Hiram Bingham

The story of Hiram Bingham and the discovery of Machu Picchu is the stuff of Hollywood movie scripts and our most romantic notions of the life of an archaeologist. In fact, it is probably no mere coincidence that the hat you see here on Bingham's head is almost identical to the one made famous by that most romantic of archaeologists, Indiana Jones, in Raiders of the Lost Ark.

bringham

Bingham was an Assistant Professor of Latin American History at Yale University in 1911 when he mounted an expedition to climb what he believed to be the tallest mountain peak in Peru (Mount Coropuna) and to explore the the region northwest of the anceint Inca capital of Cuzco for ruins occupied by the last Inca rulers. On July 23, 1911 and just five days out of Cuzco he heard a tavern keeper, Melchor Arteaga, talking about Inca ruins in the rain forest above the Urubamba River.

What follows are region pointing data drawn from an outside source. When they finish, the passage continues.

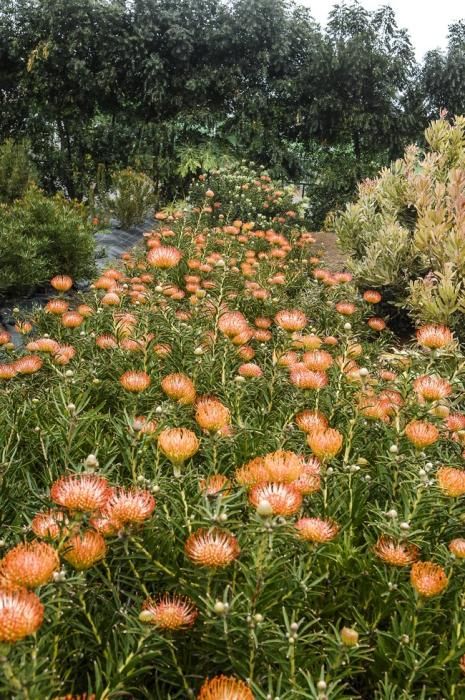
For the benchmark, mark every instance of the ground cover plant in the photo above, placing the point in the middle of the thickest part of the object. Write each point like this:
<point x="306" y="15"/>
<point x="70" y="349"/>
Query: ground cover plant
<point x="220" y="480"/>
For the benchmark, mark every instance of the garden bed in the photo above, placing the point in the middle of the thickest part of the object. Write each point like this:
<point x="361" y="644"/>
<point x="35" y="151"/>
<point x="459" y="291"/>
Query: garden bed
<point x="221" y="479"/>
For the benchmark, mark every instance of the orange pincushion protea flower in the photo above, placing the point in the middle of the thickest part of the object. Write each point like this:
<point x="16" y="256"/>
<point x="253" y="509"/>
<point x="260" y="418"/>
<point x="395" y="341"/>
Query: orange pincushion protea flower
<point x="317" y="529"/>
<point x="434" y="336"/>
<point x="309" y="481"/>
<point x="81" y="492"/>
<point x="213" y="548"/>
<point x="169" y="612"/>
<point x="376" y="323"/>
<point x="225" y="688"/>
<point x="250" y="370"/>
<point x="421" y="433"/>
<point x="283" y="466"/>
<point x="62" y="283"/>
<point x="432" y="388"/>
<point x="428" y="579"/>
<point x="325" y="443"/>
<point x="310" y="420"/>
<point x="84" y="550"/>
<point x="21" y="614"/>
<point x="211" y="414"/>
<point x="317" y="360"/>
<point x="129" y="506"/>
<point x="451" y="481"/>
<point x="48" y="524"/>
<point x="56" y="307"/>
<point x="457" y="547"/>
<point x="29" y="364"/>
<point x="304" y="378"/>
<point x="164" y="257"/>
<point x="180" y="388"/>
<point x="396" y="553"/>
<point x="30" y="564"/>
<point x="71" y="319"/>
<point x="291" y="319"/>
<point x="233" y="323"/>
<point x="214" y="485"/>
<point x="346" y="308"/>
<point x="284" y="499"/>
<point x="135" y="381"/>
<point x="178" y="444"/>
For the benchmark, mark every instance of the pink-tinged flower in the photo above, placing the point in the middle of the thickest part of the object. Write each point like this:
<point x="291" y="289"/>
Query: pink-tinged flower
<point x="291" y="319"/>
<point x="81" y="492"/>
<point x="376" y="323"/>
<point x="428" y="579"/>
<point x="284" y="499"/>
<point x="180" y="388"/>
<point x="30" y="564"/>
<point x="304" y="378"/>
<point x="250" y="370"/>
<point x="164" y="257"/>
<point x="225" y="688"/>
<point x="317" y="360"/>
<point x="29" y="364"/>
<point x="325" y="443"/>
<point x="346" y="308"/>
<point x="21" y="614"/>
<point x="371" y="296"/>
<point x="434" y="336"/>
<point x="310" y="420"/>
<point x="127" y="506"/>
<point x="62" y="283"/>
<point x="178" y="444"/>
<point x="135" y="381"/>
<point x="84" y="550"/>
<point x="309" y="481"/>
<point x="432" y="388"/>
<point x="317" y="529"/>
<point x="421" y="433"/>
<point x="212" y="548"/>
<point x="169" y="612"/>
<point x="211" y="414"/>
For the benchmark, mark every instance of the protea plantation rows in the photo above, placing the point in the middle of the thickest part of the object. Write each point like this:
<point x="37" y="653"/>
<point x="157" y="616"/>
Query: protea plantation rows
<point x="221" y="480"/>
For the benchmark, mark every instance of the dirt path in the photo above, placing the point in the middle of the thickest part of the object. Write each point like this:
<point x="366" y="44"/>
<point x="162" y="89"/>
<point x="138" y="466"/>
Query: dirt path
<point x="326" y="245"/>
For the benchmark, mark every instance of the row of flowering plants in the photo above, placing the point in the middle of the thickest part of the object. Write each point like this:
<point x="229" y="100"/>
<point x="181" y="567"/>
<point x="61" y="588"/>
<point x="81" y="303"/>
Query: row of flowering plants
<point x="221" y="480"/>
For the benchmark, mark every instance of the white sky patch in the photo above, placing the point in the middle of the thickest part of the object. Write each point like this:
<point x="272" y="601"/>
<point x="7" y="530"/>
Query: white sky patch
<point x="426" y="20"/>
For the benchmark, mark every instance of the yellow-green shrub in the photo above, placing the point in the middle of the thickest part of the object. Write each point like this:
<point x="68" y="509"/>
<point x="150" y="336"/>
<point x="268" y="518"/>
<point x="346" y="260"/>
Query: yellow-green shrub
<point x="406" y="231"/>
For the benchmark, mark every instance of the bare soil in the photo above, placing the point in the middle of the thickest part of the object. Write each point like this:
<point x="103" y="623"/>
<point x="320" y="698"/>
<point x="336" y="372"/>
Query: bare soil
<point x="327" y="247"/>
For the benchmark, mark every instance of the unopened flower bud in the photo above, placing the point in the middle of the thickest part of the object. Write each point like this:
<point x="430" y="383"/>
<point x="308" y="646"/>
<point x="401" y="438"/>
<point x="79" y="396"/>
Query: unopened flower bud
<point x="219" y="608"/>
<point x="349" y="637"/>
<point x="264" y="509"/>
<point x="91" y="461"/>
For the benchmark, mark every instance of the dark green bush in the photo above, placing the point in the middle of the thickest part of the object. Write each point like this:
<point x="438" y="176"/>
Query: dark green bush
<point x="40" y="237"/>
<point x="16" y="170"/>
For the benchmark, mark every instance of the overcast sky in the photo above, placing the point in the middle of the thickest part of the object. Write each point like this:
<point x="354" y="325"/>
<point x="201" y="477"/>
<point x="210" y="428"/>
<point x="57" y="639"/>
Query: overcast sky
<point x="425" y="20"/>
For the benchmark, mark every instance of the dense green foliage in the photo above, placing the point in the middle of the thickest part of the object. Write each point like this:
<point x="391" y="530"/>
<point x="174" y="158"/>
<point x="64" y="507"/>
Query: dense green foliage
<point x="405" y="231"/>
<point x="163" y="85"/>
<point x="42" y="236"/>
<point x="365" y="602"/>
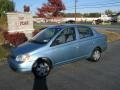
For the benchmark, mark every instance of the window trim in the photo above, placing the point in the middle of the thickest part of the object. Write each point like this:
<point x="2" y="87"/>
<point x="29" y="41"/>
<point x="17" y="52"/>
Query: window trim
<point x="61" y="33"/>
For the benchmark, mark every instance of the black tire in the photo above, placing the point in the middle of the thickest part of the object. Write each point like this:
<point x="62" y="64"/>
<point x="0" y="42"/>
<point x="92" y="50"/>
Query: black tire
<point x="96" y="55"/>
<point x="41" y="68"/>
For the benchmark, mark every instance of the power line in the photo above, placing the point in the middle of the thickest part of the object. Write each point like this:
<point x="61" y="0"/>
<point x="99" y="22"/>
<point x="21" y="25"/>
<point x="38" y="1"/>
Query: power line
<point x="101" y="4"/>
<point x="97" y="6"/>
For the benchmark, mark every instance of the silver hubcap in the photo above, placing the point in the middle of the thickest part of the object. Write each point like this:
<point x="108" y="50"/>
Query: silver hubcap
<point x="42" y="69"/>
<point x="96" y="55"/>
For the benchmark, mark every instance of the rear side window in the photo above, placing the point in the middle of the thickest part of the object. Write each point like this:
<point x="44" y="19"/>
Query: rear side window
<point x="85" y="32"/>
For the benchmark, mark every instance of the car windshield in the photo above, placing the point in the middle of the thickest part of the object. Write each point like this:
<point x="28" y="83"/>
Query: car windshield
<point x="46" y="35"/>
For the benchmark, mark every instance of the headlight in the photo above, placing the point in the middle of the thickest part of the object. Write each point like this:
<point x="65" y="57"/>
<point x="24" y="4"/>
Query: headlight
<point x="23" y="58"/>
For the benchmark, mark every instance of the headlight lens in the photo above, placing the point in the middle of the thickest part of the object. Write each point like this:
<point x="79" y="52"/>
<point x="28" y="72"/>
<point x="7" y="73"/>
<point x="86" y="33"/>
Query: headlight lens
<point x="23" y="58"/>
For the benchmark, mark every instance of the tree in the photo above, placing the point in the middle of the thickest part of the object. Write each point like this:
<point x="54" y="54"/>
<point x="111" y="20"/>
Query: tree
<point x="51" y="9"/>
<point x="108" y="12"/>
<point x="6" y="6"/>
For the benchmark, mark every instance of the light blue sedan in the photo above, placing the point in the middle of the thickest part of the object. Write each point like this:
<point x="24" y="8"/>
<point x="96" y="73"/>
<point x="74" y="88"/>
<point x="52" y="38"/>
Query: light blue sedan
<point x="57" y="45"/>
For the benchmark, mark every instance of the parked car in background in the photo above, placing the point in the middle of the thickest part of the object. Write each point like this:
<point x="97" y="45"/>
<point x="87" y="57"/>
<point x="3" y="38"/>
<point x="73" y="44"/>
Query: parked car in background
<point x="70" y="22"/>
<point x="57" y="45"/>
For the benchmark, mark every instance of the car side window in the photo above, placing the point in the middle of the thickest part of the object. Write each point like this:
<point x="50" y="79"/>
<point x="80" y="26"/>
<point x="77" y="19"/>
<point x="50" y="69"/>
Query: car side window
<point x="85" y="32"/>
<point x="67" y="35"/>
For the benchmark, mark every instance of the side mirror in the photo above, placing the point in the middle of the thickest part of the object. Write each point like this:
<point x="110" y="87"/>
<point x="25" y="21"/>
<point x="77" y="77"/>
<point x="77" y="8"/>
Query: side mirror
<point x="56" y="42"/>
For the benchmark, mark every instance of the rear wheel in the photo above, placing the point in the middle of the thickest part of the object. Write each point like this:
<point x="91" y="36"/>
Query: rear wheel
<point x="95" y="55"/>
<point x="41" y="68"/>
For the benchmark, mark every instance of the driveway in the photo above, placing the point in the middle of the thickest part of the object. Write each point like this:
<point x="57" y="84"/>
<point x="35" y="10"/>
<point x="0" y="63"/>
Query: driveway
<point x="80" y="75"/>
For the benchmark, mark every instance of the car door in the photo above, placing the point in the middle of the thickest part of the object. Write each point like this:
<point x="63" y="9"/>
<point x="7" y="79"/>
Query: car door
<point x="85" y="42"/>
<point x="63" y="47"/>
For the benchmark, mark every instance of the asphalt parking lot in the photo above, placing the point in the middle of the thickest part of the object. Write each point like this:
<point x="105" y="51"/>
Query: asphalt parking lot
<point x="80" y="75"/>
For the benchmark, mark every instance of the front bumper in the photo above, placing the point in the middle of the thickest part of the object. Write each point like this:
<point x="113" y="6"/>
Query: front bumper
<point x="20" y="67"/>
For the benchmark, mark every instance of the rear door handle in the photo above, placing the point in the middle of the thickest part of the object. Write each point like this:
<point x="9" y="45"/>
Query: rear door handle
<point x="77" y="47"/>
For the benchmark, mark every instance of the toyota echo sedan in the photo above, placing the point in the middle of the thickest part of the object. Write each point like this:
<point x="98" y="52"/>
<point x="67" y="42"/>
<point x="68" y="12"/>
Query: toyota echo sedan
<point x="57" y="45"/>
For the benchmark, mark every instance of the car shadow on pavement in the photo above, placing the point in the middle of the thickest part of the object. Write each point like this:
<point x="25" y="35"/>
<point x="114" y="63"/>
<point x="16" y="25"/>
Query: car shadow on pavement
<point x="40" y="84"/>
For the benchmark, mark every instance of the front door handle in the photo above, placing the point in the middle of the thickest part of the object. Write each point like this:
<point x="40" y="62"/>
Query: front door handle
<point x="77" y="47"/>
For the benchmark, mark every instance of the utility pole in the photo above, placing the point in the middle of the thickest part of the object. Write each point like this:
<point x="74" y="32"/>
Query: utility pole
<point x="75" y="10"/>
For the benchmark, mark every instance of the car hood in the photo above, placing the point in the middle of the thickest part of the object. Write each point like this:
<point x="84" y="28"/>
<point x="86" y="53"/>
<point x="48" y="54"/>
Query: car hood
<point x="26" y="48"/>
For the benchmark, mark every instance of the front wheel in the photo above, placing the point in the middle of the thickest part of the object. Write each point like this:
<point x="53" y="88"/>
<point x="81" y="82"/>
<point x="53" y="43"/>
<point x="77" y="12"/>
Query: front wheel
<point x="41" y="69"/>
<point x="95" y="55"/>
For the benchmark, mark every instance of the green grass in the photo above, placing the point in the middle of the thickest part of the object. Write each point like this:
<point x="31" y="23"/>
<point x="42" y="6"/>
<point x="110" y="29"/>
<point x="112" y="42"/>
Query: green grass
<point x="3" y="53"/>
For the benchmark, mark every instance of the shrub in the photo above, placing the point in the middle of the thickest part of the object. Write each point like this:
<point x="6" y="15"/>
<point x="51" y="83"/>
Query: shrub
<point x="15" y="38"/>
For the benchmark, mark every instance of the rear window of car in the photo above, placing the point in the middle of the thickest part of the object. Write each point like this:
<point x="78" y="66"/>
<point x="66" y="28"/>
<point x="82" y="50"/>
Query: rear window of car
<point x="85" y="32"/>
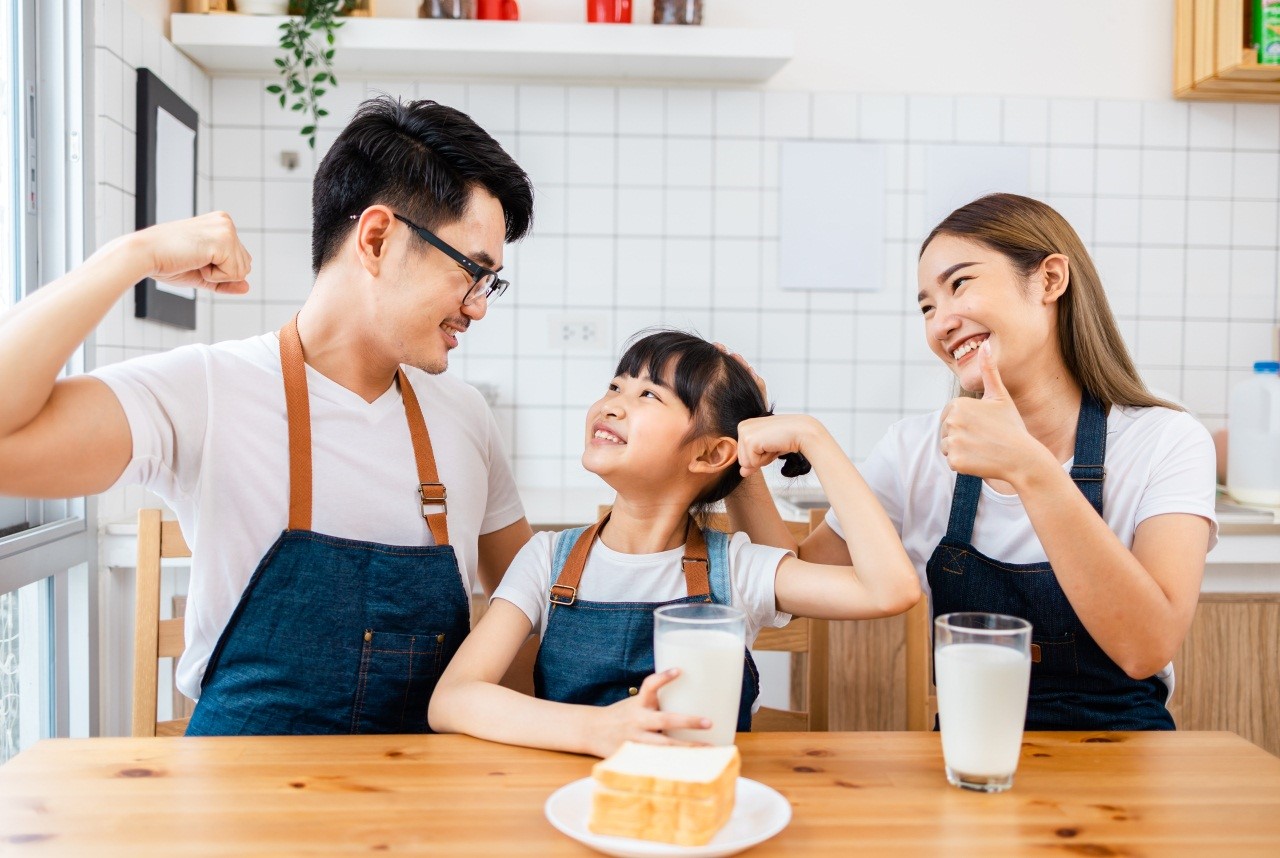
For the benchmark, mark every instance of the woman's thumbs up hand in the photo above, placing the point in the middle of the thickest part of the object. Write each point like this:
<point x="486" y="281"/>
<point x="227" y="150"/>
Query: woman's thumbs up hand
<point x="987" y="437"/>
<point x="992" y="386"/>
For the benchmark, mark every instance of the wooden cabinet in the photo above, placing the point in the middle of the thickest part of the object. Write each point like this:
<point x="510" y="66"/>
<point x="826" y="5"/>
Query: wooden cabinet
<point x="1214" y="59"/>
<point x="1229" y="669"/>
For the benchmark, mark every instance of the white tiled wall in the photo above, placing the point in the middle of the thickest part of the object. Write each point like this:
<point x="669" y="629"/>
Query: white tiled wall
<point x="659" y="206"/>
<point x="123" y="44"/>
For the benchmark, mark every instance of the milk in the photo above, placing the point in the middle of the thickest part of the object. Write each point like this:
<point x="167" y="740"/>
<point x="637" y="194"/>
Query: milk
<point x="982" y="706"/>
<point x="709" y="684"/>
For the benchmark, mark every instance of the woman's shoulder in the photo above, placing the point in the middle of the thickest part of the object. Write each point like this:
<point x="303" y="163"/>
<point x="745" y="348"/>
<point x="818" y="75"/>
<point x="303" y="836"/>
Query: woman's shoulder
<point x="1144" y="424"/>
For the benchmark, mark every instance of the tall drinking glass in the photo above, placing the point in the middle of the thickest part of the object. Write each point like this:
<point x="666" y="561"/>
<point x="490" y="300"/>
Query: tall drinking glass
<point x="982" y="665"/>
<point x="707" y="643"/>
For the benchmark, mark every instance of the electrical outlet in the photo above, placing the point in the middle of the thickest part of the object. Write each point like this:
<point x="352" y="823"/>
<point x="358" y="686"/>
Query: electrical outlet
<point x="581" y="332"/>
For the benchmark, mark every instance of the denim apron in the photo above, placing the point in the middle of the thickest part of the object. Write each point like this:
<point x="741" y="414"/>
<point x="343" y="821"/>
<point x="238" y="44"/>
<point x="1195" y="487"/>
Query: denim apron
<point x="598" y="653"/>
<point x="337" y="635"/>
<point x="1074" y="684"/>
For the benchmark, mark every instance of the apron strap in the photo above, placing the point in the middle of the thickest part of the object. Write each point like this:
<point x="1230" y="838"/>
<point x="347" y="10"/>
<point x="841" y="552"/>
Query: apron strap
<point x="694" y="565"/>
<point x="1091" y="446"/>
<point x="298" y="409"/>
<point x="298" y="412"/>
<point x="430" y="488"/>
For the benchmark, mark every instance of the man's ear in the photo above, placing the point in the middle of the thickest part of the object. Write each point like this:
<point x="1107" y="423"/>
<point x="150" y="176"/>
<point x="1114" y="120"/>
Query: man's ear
<point x="713" y="455"/>
<point x="1055" y="277"/>
<point x="371" y="232"/>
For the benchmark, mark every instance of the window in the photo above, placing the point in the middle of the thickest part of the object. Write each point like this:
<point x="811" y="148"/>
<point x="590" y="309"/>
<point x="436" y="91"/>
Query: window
<point x="46" y="629"/>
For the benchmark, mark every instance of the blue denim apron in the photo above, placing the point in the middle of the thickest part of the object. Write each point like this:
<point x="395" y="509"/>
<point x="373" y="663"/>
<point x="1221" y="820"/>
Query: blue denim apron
<point x="337" y="635"/>
<point x="1074" y="684"/>
<point x="598" y="653"/>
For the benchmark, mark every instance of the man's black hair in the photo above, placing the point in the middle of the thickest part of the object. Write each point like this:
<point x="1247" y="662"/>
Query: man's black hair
<point x="420" y="158"/>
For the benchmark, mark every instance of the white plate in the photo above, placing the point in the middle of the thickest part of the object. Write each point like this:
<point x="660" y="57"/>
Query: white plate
<point x="759" y="812"/>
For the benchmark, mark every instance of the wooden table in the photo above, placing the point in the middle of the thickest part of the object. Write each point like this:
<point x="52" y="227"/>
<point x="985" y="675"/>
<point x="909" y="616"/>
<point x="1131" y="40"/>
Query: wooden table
<point x="1202" y="794"/>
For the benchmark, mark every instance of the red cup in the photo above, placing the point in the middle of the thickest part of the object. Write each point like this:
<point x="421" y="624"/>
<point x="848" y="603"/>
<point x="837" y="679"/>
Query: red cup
<point x="608" y="12"/>
<point x="497" y="10"/>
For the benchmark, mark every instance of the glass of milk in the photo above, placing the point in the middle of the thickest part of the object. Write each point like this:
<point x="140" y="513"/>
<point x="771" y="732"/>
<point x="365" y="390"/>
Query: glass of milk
<point x="707" y="643"/>
<point x="982" y="666"/>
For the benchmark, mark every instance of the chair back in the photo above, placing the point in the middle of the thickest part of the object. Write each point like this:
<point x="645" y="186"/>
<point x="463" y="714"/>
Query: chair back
<point x="154" y="638"/>
<point x="922" y="697"/>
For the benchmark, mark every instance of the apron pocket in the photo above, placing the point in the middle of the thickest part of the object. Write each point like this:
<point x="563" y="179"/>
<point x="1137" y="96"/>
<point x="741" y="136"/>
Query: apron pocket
<point x="1056" y="656"/>
<point x="397" y="676"/>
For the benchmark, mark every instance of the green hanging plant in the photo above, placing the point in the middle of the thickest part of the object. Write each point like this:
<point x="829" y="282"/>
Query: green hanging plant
<point x="306" y="65"/>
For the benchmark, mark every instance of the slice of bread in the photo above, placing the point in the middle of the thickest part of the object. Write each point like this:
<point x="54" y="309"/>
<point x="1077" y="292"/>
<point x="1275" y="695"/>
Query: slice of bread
<point x="670" y="794"/>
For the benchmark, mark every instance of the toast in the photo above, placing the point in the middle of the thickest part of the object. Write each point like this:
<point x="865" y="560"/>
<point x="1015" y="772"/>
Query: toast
<point x="664" y="793"/>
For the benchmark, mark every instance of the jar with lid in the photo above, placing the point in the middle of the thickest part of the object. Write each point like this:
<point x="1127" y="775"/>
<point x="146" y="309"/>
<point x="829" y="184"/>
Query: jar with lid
<point x="447" y="9"/>
<point x="677" y="12"/>
<point x="1253" y="437"/>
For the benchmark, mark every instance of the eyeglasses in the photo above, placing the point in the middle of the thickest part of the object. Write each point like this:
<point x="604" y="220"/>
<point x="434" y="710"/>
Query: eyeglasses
<point x="485" y="282"/>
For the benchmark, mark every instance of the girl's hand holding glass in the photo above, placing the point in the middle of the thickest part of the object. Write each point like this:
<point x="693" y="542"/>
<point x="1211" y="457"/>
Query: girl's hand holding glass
<point x="638" y="719"/>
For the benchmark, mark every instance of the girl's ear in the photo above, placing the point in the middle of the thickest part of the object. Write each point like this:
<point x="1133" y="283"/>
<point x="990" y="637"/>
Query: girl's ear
<point x="713" y="455"/>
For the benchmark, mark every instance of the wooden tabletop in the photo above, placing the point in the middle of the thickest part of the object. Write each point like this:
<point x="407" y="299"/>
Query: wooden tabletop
<point x="851" y="794"/>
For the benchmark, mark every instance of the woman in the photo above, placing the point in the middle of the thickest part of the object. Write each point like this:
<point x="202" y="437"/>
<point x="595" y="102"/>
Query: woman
<point x="1056" y="487"/>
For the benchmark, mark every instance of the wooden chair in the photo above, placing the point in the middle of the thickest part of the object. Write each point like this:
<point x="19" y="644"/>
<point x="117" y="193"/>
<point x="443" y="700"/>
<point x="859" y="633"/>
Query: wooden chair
<point x="922" y="697"/>
<point x="154" y="638"/>
<point x="807" y="642"/>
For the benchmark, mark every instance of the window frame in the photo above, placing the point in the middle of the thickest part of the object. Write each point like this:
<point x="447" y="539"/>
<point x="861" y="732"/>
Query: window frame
<point x="53" y="73"/>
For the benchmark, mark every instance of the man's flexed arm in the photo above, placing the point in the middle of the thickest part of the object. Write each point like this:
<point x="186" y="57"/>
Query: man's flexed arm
<point x="71" y="437"/>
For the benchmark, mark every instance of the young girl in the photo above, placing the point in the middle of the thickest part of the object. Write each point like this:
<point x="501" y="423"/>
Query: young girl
<point x="664" y="438"/>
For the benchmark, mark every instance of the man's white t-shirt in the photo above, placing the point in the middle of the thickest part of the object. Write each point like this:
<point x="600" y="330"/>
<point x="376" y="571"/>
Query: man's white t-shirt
<point x="612" y="576"/>
<point x="1157" y="461"/>
<point x="210" y="437"/>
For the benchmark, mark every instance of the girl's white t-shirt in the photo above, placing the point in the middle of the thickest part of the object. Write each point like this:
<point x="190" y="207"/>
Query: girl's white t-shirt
<point x="210" y="437"/>
<point x="1157" y="461"/>
<point x="612" y="576"/>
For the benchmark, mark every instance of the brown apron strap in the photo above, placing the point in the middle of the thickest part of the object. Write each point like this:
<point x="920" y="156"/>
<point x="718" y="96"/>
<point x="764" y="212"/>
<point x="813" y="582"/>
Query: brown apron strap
<point x="430" y="488"/>
<point x="298" y="411"/>
<point x="694" y="564"/>
<point x="298" y="407"/>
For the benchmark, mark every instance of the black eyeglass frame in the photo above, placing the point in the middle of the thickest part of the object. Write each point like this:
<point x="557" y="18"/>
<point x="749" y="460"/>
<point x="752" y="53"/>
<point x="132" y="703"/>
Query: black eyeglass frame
<point x="475" y="269"/>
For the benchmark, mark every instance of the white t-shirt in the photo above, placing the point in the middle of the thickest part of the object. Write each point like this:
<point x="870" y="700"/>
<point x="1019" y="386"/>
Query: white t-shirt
<point x="210" y="437"/>
<point x="1157" y="461"/>
<point x="613" y="576"/>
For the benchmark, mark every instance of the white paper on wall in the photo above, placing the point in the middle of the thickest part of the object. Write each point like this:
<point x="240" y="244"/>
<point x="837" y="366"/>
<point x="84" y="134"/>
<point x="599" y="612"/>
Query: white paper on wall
<point x="831" y="215"/>
<point x="955" y="174"/>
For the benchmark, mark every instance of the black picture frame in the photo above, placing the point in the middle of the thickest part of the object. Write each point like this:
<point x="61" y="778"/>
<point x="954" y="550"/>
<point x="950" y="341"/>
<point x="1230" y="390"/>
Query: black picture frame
<point x="165" y="188"/>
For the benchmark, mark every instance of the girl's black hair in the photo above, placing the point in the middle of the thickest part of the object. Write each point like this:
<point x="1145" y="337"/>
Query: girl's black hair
<point x="716" y="388"/>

The next morning Bingham set off with Arteaga to cross a primitive log bridge over the Urubamba and climb for an hour and half up a steep slope through dense vegetation to a ridge between the peaks of Machu Picchu and Huayna Picchu. "Suddenly, I found myself confronted with the walls of ruined houses built of the finest Incan stonework," he wrote in his journal of July 24.